Arnold Tancred
- Born: Arnold Joseph Tancred 30 October 1904 Leichhardt, New South Wales
- Died: 22 September 1963 (aged 58) Drummoyne, New South Wales, Australia
- School: St. Patrick's College, Wellington
- Notable relative(s): Harry Tancred (brother) Jim Tancred (brother)
- Occupation: meat industry

Rugby union career
- Position: flanker

Amateur team(s)
- Years: Team / Apps / (Points)
- Glebe-Balmain

International career
- Years: Team / Apps / (Points)
- 1927: Waratahs / 3 / (0)

= Arnold Tancred =

Australia international rugby union player

Arnold Joseph Tancred (30 October 1904 – 22 September 1963) was an Australian rugby union player, a state and national representative flanker. He was prominent in the meat industry in Australia with significant family business interests in meat wholesaling. He owned and raced horses and served a term as President of the New South Wales Rugby Union.

==Early life==
Tancred was born in the Sydney suburb of Leichhardt, the youngest of ten children born to Thomas Tancred, a butcher from California, and his Victorian-born wife Anna, née O'Connor. After his father took the family to New Zealand, pursuing opportunities in the meat trade, Tancred was educated at St. Patrick's College, Wellington. He returned to Sydney in the 1920s, along with some of his six brothers.

==Playing career==
Tancred's Sydney club career was with the Glebe-Balmain club in the 1920s. He claimed a total of three international rugby caps for Australia on the 1927–28 Waratahs tour of the British Isles, France and Canada. With no Queensland Rugby Union administration or competition in place from 1919 to 1929, the New South Wales Waratahs were the top Australian representative rugby union side of the period and a number of their fixtures of 1920s played against full international opposition were decreed by the Australian Rugby Union in 1986 as official Test matches. His appearances in the internationals against Ireland, Wales and Scotland in 1927 thus now have Test match status.

==Rugby manager==
Tancred was the tour manager and unofficial coach of the Wallabies on the 1947–48 Australia rugby union tour of Britain, Ireland, France and North America. Journalist Phil Tressider, who accompanied the touring party, wrote: "I remember Tancred as a grim, brooding man who not only managed the team but coached it and was sole selector. He would brook no interference and he kept the press at arm's length. He was fortified by his experiences as a player with the 1927-28 Waratahs and he had an aching ambition for victory." Sir Nicholas Shehadie was in the playing squad and wrote of Tancred: "[He] was a very strict disciplinarian who was determined that we would win as many matches as possible. He would constantly remind us that we would only be remembered for the number of matches we won."

==Businessman==
Tancred's paternal grandfather, Peter Tancred, established himself as a wholesale butcher in Kent Street, Sydney, in 1844 before travelling to the US to further his prospects. Thomas Tancred, Arnold's father, branched out in 1869, starting a wholesale and retail meat business on Glebe Island in Sydney before taking the family to New Zealand.

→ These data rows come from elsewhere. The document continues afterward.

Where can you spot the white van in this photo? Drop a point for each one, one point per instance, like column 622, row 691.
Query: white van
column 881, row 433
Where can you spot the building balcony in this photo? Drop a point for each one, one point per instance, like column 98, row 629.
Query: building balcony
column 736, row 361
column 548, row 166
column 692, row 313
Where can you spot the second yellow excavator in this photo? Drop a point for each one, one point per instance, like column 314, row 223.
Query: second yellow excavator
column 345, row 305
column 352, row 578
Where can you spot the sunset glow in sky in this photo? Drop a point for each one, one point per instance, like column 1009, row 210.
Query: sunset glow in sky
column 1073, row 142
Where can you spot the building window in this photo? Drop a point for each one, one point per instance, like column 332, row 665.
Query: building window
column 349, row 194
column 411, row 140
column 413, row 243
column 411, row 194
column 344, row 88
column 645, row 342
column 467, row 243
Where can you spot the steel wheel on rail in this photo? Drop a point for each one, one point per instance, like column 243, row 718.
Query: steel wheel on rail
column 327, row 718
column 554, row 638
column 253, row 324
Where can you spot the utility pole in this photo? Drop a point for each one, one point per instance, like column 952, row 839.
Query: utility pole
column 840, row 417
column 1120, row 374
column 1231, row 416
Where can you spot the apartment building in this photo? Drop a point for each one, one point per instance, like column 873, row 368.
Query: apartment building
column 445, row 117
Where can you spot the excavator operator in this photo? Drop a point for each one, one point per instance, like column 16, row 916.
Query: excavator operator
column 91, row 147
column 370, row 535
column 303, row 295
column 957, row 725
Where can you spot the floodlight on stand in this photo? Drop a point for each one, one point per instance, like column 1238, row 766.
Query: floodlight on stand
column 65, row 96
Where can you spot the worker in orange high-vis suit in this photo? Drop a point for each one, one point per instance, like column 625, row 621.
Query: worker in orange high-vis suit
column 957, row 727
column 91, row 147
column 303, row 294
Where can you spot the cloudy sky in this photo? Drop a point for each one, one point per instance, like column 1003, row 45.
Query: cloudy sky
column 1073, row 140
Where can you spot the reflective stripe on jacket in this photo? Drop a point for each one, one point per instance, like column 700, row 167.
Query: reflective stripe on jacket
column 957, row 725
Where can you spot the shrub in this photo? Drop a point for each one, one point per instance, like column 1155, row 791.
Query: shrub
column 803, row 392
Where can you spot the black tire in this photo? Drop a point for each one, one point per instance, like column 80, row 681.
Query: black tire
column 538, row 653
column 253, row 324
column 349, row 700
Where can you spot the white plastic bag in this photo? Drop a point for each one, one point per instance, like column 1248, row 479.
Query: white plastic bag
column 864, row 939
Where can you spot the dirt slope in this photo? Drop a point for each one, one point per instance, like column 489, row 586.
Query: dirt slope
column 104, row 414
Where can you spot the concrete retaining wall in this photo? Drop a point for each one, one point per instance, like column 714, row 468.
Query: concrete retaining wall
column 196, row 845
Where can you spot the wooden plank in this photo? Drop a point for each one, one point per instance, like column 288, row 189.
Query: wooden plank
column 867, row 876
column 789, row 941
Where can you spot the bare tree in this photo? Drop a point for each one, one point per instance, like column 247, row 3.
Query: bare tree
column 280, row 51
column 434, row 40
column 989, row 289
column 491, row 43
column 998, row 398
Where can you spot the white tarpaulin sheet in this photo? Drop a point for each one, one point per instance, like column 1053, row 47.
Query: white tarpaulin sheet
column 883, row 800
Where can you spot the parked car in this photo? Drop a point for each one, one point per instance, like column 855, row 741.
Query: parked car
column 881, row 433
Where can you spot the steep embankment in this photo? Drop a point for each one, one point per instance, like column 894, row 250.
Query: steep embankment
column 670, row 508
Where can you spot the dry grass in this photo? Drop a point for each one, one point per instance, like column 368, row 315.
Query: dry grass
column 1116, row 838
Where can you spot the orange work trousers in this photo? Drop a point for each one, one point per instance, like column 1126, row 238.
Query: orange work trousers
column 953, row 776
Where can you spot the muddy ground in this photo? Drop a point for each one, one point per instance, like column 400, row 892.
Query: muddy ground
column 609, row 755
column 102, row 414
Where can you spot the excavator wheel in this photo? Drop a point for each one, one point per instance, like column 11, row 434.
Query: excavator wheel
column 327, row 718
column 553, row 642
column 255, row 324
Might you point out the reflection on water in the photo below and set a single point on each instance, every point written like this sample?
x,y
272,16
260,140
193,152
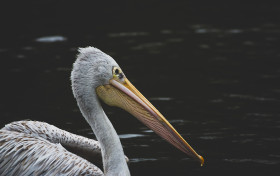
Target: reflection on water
x,y
217,85
51,39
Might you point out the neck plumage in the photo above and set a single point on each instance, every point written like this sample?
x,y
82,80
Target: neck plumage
x,y
114,162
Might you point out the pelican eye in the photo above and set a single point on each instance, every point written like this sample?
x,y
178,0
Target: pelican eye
x,y
117,73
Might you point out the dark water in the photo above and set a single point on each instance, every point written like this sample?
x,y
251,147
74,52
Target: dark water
x,y
213,69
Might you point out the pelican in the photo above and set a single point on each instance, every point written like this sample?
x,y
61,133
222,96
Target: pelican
x,y
37,148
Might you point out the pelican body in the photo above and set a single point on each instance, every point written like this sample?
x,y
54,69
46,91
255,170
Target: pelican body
x,y
37,148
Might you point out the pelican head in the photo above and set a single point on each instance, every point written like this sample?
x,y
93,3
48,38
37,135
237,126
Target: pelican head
x,y
98,74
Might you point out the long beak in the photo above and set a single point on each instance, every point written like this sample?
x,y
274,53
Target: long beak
x,y
127,97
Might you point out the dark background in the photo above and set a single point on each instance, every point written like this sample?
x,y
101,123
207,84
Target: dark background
x,y
211,67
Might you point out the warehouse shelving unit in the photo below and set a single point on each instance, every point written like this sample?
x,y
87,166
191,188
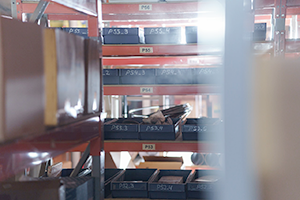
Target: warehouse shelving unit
x,y
32,150
157,56
51,141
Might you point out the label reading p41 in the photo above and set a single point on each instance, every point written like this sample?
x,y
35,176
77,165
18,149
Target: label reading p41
x,y
146,49
148,146
145,7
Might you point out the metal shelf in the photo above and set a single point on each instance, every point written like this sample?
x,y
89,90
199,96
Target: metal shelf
x,y
163,60
62,7
26,152
158,50
159,146
160,89
159,7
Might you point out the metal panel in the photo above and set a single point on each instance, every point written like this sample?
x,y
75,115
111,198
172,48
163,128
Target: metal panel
x,y
27,152
86,6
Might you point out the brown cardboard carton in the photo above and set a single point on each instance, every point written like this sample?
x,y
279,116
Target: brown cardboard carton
x,y
92,72
21,79
160,162
33,190
65,76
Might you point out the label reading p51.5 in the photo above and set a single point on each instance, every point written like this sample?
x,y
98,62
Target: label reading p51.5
x,y
146,49
145,7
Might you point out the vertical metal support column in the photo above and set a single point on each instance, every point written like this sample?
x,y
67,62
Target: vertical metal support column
x,y
39,11
239,181
93,29
279,35
97,145
125,105
14,9
98,154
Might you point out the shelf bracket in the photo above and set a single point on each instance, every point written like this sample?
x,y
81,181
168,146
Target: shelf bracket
x,y
39,11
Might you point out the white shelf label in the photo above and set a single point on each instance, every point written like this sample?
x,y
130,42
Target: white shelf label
x,y
146,49
193,61
147,90
148,146
145,7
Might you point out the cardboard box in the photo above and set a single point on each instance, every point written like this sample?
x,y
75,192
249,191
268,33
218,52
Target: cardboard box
x,y
64,76
92,79
21,79
163,35
160,162
34,190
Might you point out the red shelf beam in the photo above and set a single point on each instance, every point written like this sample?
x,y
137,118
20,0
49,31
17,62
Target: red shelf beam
x,y
26,152
163,60
163,7
137,146
161,89
157,50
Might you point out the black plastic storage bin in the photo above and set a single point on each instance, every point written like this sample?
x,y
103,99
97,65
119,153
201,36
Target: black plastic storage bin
x,y
122,129
203,190
174,76
207,75
137,76
79,188
260,30
163,35
111,77
200,128
160,132
123,36
131,183
168,191
191,34
110,174
67,172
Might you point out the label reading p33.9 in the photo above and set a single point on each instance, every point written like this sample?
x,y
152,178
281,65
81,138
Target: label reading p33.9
x,y
146,49
145,7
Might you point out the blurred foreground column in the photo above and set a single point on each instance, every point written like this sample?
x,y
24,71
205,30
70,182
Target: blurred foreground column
x,y
277,123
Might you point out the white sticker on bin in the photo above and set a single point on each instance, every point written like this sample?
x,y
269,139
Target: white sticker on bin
x,y
145,7
146,49
148,146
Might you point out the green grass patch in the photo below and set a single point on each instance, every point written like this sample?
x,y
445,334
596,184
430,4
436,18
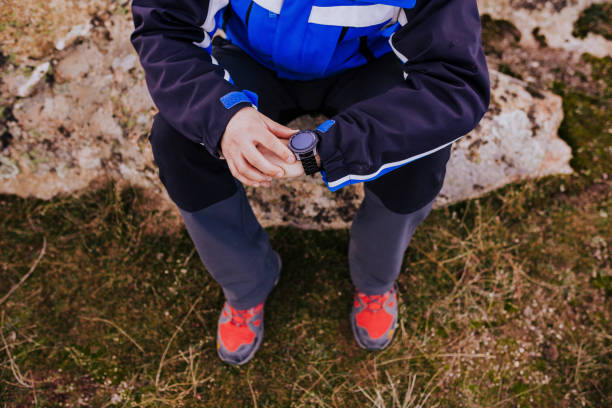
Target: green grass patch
x,y
596,19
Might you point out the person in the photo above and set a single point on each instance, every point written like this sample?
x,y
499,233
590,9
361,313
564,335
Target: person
x,y
400,80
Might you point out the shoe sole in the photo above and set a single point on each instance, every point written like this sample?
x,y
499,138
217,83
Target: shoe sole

In the 1920s Arnold and some of his older brothers returned to Sydney. Under the leadership of Henry Eugene Tancred (1897-1961), they established the Tancred Bros meat business which by 1956 was the listed company Tancred Bros Industries Ltd, one of Australia's largest wholesale butchering firms. Arnold succeeded his elder brother Henry as chairman and managing director of the business in 1959, and from 1961 to 1963 was a member of the Meat Board, the national producer-owned company that regulated and promoted the meat industry in Australia. Arnold Tancred was a pioneer in the export of Australian beef to the US, where his father had been born. His single term as president of the New South Wales Rugby Union was in 1959. He was active in the thoroughbred industry, owning and racing horses.